Clinician Scientists in der Kardiologie: DGK-Positionspapier
📋Auf einen Blick
- •Ein Clinician Scientist in der Kardiologie sollte zu mindestens 30 % (typischerweise 50 %) für Forschung freigestellt sein.
- •Die DGK empfiehlt verbindliche Freistellungen für 10-20 % der Ärzte in der Facharztweiterbildung an Universitätskliniken.
- •Forschungszeiten sollten bevorzugt am Stück (z. B. 3-6 Monate im Jahr) genommen werden.

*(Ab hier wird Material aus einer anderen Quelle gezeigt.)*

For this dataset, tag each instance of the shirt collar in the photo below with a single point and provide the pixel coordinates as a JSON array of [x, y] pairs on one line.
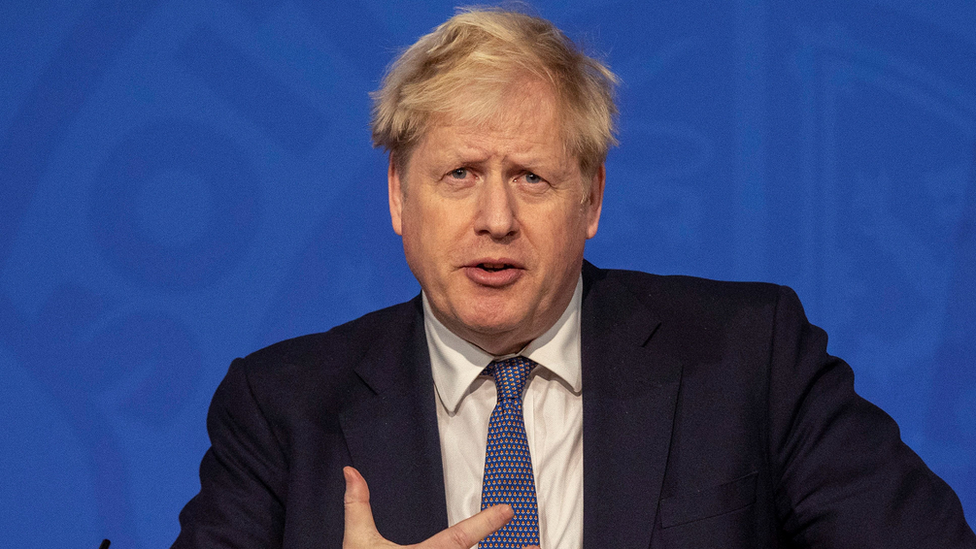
[[456, 363]]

- •Forschungsfreistellungen müssen passgenau in die Module der Facharztweiterbildung integriert werden.
- •Pro kardiologischer Abteilung sollten 1-3 eigenständige Professuren für wissenschaftliche Spezialgebiete geschaffen werden.
Hintergrund
Forschende Ärztinnen und Ärzte (Clinician Scientists) sind der Schlüssel für die Translation innovativer Therapiekonzepte in die klinische Praxis. Die moderne Kardiologie an Universitätskliniken ist jedoch durch Arbeitsverdichtung, steigende Fallzahlen und komplexe Interventionen geprägt. Dies erschwert die Integration wissenschaftlicher Tätigkeiten in den klinischen Alltag erheblich. Laut einer Umfrage der DGK haben nur etwa 10-15 % der Ärztinnen und Ärzte ohne berufene Professur eine vom Vorgesetzten garantierte Forschungszeit.

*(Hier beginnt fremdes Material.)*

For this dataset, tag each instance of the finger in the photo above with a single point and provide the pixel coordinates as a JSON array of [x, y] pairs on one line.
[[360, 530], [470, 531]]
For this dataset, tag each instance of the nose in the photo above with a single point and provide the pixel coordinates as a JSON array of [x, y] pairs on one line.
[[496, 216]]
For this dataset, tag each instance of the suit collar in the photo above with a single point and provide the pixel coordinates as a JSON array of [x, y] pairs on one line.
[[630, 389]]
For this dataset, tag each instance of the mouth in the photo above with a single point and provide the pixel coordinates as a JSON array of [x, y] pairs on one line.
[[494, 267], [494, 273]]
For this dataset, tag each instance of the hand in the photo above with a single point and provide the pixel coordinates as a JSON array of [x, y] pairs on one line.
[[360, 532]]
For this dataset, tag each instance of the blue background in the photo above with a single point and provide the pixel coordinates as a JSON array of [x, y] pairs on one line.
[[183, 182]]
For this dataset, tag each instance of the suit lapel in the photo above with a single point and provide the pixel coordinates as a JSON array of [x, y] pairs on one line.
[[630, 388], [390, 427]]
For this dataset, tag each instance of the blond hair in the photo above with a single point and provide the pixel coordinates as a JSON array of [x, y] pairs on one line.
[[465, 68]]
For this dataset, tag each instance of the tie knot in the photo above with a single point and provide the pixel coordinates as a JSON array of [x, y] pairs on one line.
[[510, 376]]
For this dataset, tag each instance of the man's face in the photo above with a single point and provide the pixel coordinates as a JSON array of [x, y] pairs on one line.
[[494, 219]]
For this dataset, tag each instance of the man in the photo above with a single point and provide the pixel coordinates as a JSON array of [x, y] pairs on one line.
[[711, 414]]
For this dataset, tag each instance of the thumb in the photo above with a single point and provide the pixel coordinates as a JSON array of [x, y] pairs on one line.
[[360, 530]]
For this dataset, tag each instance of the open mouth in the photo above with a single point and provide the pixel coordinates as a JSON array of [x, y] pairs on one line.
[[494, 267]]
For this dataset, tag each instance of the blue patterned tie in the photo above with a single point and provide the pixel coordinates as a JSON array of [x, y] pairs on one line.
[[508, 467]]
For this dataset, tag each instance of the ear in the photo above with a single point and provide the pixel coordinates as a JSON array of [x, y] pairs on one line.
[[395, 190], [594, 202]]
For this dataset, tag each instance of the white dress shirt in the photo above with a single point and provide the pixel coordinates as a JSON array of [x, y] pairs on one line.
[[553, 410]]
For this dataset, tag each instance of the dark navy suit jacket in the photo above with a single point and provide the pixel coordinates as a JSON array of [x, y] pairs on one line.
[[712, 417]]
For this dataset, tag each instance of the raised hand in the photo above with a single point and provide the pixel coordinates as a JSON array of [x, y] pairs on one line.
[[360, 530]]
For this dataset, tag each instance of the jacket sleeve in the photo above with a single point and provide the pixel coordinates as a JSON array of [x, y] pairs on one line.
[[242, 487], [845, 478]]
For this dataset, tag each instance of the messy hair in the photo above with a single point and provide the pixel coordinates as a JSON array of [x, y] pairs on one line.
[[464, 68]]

Definition: Clinician Scientist
Unter einem Clinician Scientist in der kardiovaskulären Medizin versteht die DGK:
- Qualifikation: Promovierte(r) Mediziner(in)
- Freistellung: Typischerweise 50 %, mindestens jedoch 30 % der Arbeitszeit für Forschung
- Forschungsart: Grundlagenforschung, klinische oder epidemiologische Forschung (Investigator Initiated Trials)
- Abgrenzung: Keine "Auftragsforschung" (Industriestudien als Prüfarzt) und Abgrenzung zum Medical Scientist (Vollzeit-Forscher ohne Patientenversorgung)
Empfehlungen zu Rahmenbedingungen
Um die Qualität der kardiovaskulären Forschung nachhaltig zu sichern, fordert die DGK verbindliche und strukturierte Freistellungen.
| Aspekt | Empfehlung | Bemerkung |
|---|---|---|
| Anteil der Ärzteschaft | 10-20 % | Bezogen auf Ärzte in der Facharztweiterbildung an Unikliniken |
| Umfang der Freistellung | Mindestens 30 % | Bezogen auf die Regelarbeitszeit |
| Struktur der Freistellung | Blockweise | Bevorzugt am Stück (z. B. 3-6 Monate im Jahr) |
| Finanzierung | Strukturierte Programme | Alternativ über Abteilungskosten (z. B. Landesmittel für Forschung und Lehre) |
Karriereperspektiven und Weiterbildung
Ein massives Problem stellt der "Drop-out" nach der Assistenzarztzeit dar. Oberärztinnen und Oberärzte haben mit durchschnittlich 12 % die geringste Zeit für Forschung über alle Qualifikationsstufen hinweg. Die DGK spricht daher folgende Kernempfehlungen aus:
- Integration in die Weiterbildung: Forschungsfreistellungen müssen passgenau in die Module der Facharztweiterbildung eingefasst werden.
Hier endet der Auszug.